Student clubs and organizations provide undergrads with unique volunteer and professional development opportunities.
One of the many perks of a Dunwoody education is the abundance of professional clubs and student organizations on campus. With over 20 to choose from, these clubs are more than just extra-curriculars. They serve as valuable ways for students to meet industry professionals, participate in community outreach, and build their résumés and portfolios.
And the College’s National Association of Home Builders (NAHB) student chapter, led by Construction Project Management Instructor Jon Hassenfritz, is no exception.
Students build Little Free Libraries for BATC
The libraries resemble small houses and operate as a free book exchange for anyone interested. Once constructed, the student-built libraries would be put on display—and to work—in the towns of Oakdale (near Cardinal Place neighborhood), Apple Valley (near the Government Center and the city library and park) and Anoka (near Walker Methodist senior living community).

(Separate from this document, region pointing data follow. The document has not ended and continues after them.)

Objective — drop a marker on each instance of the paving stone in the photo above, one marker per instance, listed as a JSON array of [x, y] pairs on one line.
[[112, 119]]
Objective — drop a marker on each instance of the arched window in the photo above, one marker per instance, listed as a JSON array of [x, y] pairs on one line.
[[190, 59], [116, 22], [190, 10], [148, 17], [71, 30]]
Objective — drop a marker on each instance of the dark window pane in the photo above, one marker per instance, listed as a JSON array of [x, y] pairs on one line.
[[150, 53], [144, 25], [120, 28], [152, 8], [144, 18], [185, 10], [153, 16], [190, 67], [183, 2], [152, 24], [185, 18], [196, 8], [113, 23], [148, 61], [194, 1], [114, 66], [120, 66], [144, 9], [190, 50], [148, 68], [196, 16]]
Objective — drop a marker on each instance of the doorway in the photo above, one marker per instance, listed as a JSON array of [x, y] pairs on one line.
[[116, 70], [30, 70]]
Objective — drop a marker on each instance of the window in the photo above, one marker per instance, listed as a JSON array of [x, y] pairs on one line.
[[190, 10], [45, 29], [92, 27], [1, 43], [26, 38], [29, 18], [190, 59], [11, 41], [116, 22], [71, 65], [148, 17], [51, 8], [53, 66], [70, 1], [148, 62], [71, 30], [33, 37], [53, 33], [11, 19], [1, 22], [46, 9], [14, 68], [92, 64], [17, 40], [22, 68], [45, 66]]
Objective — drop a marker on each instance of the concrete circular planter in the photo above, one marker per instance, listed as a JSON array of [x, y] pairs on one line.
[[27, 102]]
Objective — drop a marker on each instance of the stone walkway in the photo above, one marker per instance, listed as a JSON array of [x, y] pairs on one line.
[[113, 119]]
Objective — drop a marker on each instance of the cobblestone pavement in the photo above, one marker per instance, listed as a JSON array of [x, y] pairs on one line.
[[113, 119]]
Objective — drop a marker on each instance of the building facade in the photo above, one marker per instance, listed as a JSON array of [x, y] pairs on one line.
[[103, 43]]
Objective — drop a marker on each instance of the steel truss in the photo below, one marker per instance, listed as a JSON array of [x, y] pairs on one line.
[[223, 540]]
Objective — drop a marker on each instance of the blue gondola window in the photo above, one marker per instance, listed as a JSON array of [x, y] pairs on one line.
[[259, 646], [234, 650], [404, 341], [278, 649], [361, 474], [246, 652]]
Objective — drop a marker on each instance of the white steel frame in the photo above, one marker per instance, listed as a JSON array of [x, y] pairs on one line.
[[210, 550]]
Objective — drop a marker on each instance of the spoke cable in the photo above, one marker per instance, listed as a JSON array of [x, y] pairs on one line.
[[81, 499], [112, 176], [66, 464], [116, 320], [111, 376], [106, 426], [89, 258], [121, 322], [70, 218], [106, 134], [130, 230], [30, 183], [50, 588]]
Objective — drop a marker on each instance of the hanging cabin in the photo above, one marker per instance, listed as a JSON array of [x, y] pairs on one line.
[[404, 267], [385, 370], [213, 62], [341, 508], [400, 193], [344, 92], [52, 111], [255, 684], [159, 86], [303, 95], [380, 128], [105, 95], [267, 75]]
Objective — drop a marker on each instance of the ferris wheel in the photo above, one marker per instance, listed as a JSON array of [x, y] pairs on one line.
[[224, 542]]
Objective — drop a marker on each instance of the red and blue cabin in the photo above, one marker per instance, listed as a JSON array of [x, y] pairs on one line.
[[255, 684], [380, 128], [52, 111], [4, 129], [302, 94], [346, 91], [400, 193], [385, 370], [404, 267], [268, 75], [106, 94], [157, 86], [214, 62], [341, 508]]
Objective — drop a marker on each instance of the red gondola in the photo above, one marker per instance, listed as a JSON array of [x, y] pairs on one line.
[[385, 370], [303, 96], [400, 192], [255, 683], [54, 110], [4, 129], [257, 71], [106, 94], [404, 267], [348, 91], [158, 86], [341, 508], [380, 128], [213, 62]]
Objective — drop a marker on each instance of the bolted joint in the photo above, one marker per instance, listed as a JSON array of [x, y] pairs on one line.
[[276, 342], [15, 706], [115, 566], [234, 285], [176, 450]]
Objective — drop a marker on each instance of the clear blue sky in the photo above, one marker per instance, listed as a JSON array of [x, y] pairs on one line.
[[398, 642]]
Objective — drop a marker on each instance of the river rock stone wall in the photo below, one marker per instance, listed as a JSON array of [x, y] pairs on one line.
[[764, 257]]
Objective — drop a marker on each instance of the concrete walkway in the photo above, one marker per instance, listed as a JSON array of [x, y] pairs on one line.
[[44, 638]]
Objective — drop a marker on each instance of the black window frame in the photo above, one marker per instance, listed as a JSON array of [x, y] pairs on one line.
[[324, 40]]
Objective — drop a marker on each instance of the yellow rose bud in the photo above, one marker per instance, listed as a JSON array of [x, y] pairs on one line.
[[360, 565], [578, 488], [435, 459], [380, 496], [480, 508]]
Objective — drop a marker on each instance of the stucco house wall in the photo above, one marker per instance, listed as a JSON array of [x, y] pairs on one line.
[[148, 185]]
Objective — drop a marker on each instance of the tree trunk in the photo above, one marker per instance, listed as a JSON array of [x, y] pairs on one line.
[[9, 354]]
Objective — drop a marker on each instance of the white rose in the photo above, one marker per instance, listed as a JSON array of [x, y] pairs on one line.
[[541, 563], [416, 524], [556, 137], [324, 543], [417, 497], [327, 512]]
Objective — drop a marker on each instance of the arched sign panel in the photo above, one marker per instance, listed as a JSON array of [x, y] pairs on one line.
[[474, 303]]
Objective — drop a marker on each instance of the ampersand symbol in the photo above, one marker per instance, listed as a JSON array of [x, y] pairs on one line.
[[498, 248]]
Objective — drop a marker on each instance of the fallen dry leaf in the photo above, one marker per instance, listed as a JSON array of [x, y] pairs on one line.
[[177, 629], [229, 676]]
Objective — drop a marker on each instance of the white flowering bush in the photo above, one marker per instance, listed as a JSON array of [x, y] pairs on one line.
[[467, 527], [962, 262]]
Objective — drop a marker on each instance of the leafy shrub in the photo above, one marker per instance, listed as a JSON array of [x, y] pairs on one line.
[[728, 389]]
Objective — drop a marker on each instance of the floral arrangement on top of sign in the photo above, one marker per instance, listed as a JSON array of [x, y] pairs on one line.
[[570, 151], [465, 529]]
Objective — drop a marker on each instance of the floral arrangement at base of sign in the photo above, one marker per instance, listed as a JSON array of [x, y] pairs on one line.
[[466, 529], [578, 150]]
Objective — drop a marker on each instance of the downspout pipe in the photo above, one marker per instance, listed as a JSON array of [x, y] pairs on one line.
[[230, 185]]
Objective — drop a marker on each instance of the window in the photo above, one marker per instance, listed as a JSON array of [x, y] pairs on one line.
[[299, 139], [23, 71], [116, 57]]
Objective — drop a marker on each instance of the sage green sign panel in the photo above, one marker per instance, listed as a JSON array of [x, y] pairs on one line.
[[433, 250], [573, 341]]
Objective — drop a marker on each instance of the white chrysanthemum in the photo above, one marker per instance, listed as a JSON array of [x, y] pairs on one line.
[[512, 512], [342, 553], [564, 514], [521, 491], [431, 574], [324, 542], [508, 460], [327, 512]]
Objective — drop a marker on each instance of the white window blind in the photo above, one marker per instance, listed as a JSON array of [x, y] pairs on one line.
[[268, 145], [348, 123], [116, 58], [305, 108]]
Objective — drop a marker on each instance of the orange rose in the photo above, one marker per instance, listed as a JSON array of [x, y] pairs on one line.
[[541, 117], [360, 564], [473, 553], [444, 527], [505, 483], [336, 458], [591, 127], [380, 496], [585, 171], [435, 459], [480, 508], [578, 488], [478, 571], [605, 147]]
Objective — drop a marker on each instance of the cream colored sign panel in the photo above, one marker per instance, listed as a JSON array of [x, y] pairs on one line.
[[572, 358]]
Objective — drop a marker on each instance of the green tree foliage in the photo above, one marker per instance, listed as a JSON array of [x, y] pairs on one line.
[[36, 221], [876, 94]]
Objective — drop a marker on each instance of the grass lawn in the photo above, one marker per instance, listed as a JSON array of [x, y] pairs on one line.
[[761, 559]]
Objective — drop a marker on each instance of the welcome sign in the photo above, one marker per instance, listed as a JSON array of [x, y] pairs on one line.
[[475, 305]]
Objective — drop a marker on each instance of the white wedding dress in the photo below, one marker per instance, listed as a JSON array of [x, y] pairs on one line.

“The goal is to encourage reading at home as studies have shown that having more books at home improves literacy levels and school-readiness among children,” said Heather Griffis, BATC Office Manager and project coordinator.
“BATC’s relationship with Dunwoody and the Construction department at Dunwoody has always been good. It’s important to us to work with our members. We thought this was a good opportunity for the students at Dunwoody to do something fun while working on their degree.”
NAHB members and project volunteers John Jeske, John Bautch and Bradley Toenges agreed, jumping right in to the project.
Student activities promote professional development
Hassenfritz said that throughout the project Jeske, Bautch, and Toenges were able to enhance their building and project management skills.
“We were provided with two designs for the libraries and then were able to design the third one ourselves,” Hassenfritz explained. “Students had to learn to read and understand the build plans so that they could cut and assemble the houses.”
The students were also able expand their knowledge of a variety of different hand and power tools.
“Participating in the student chapter of the NAHB has a lot of benefits for students,” Hassenfritz said. “Through the club they have access to networking events, trade shows and many other experiences that other students don’t.”
“This gives them the opportunity to meet and talk with people in the residential construction field. These connections they make can open up opportunities for internships and full-time employment,” he said.
The libraries are currently in their final building stages. Upon completion, the finished houses will be sent back to the BATC for painting and decorating. The finished products are expected to be installed by the end of the summer.